Dienstag, 25. November 2014

Vollversammlung von MEMORIAL bei Moskau

Erforderliche Satzungsänderungen verabschiedet. Inhaltliche Arbeit bleibt unberührt


Vom 21. bis 23. November hat die 9. Vollversammlung der Internationalen Gesellschaft MEMORIAL sowie der Russischen Gesellschaft MEMORIAL in der Nähe von Moskau stattgefunden. An der ersteren nahmen Vertreter aus mehreren Ländern teil (Russland, Ukraine, Kasachstan, Lettland, Italien, Frankreich, Deutschland), insgesamt 53 Organisationen, bei letzterer waren 57 Verbände vertreten, darunter 50 aus den Regionen.

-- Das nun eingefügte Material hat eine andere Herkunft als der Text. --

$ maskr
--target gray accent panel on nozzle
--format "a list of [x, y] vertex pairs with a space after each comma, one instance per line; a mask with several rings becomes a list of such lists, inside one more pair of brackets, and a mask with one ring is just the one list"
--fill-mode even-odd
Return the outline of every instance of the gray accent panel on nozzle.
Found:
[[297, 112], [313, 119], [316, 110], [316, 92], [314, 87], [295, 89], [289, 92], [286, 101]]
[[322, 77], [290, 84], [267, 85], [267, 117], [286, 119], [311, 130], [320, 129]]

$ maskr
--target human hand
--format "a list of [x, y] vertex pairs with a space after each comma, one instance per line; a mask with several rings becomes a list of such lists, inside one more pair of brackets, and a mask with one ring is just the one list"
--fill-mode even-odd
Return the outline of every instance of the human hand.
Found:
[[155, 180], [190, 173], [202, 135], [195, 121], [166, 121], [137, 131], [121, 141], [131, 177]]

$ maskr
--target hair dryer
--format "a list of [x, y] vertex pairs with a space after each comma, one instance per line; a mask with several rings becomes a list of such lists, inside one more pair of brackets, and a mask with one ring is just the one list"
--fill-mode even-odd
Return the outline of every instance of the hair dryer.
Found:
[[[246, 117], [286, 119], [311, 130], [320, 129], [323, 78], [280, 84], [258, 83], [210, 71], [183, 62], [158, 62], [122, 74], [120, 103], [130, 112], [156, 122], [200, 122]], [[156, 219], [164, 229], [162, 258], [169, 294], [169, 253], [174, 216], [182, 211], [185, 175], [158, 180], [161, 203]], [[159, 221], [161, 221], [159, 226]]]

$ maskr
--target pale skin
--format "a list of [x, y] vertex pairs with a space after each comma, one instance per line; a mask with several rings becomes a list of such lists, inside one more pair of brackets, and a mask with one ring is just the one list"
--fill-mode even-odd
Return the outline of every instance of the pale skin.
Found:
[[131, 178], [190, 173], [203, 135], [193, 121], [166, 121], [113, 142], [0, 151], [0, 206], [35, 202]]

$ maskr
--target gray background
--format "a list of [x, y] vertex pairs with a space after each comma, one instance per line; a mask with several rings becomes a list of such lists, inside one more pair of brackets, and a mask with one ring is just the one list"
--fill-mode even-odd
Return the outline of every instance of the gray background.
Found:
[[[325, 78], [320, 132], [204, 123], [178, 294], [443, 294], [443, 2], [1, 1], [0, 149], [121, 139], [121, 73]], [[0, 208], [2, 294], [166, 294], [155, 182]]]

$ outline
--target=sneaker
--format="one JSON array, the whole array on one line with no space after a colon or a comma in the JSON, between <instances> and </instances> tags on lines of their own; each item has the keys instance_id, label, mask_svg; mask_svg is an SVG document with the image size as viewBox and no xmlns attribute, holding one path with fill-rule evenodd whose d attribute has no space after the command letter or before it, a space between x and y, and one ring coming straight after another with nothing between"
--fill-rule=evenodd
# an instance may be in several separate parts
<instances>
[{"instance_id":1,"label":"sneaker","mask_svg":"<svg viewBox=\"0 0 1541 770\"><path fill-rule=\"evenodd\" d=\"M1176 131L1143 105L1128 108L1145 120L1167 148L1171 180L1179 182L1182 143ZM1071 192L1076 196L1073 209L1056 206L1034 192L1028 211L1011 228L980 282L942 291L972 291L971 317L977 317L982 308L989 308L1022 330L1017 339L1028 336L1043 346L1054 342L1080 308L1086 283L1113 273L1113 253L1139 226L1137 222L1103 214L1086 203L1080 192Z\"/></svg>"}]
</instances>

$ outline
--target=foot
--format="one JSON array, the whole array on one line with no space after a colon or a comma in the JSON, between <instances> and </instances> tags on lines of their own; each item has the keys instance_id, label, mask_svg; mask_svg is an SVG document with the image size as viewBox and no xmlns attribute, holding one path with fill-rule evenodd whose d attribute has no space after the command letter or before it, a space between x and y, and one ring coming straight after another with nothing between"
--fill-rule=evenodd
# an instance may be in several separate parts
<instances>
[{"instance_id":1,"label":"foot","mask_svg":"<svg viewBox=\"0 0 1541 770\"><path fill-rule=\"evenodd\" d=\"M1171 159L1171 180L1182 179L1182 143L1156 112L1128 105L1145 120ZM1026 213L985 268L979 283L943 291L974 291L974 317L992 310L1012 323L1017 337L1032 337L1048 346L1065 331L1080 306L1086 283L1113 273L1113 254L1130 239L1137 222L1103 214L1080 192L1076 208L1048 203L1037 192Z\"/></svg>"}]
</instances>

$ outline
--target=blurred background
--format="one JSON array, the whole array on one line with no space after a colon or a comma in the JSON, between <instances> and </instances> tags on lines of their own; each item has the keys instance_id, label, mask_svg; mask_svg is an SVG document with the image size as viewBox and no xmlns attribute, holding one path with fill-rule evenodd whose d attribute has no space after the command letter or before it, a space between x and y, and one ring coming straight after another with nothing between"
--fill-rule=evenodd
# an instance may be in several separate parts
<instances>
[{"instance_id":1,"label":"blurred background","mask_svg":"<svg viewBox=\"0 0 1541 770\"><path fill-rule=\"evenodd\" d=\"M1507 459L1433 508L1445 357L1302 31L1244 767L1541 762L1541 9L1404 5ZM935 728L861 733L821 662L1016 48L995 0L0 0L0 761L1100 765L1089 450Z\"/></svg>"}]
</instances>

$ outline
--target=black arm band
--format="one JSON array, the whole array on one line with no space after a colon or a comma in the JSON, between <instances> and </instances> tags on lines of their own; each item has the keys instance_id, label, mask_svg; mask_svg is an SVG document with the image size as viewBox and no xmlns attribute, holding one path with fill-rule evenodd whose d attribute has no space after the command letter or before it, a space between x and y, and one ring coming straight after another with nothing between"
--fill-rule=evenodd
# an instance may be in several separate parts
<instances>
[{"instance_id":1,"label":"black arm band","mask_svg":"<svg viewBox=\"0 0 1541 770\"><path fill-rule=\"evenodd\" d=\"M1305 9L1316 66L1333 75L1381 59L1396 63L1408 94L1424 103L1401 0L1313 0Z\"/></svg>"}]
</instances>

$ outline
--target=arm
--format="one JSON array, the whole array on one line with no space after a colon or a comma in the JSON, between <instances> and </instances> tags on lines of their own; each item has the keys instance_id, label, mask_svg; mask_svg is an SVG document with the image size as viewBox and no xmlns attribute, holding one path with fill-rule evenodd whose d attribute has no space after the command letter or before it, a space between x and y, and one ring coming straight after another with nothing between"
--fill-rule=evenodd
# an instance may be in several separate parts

Beide Organisationen waren aus formalen Gründen, u. a. Beanstandungen des Justizministeriums im Falle des russischen Dachverbands, gezwungen, Satzungsänderungen vorzunehmen, um die Struktur der Organisationen zu ändern. Die inhaltliche Arbeit bleibt davon selbstverständlich unberührt.

Für beide Organisationen wurden für die kommenden vier Jahre neue Vorstände gewählt.

Die Diskussion der inhaltlichen Arbeit kam dabei nicht zu kurz. Etliche Projekte zur historischen Aufarbeitung wurden vorgestellt, insbesondere aus den Regionen. In der Sektion zur aktuellen Menschenrechtsarbeit ging es nicht zuletzt um die Ukraine (MEMORIAL war an mehren Missionen in die Ukraine beteiligt) sowie einen besonderen Aspekt der Arbeit von MEMORIAL - der Mitarbeit in den Beobachtungskommissionen, die die Zustände in Gefängnissen überwachen. In diesen Kommissionen sind zahlreiche regionale MEMORIAL-Verbände vertreten.

Am 20. November hatte zuvor in Moskau ein Festakt aus Anlass des 25jährigen Bestehens von MEMORIAL stattgefunden.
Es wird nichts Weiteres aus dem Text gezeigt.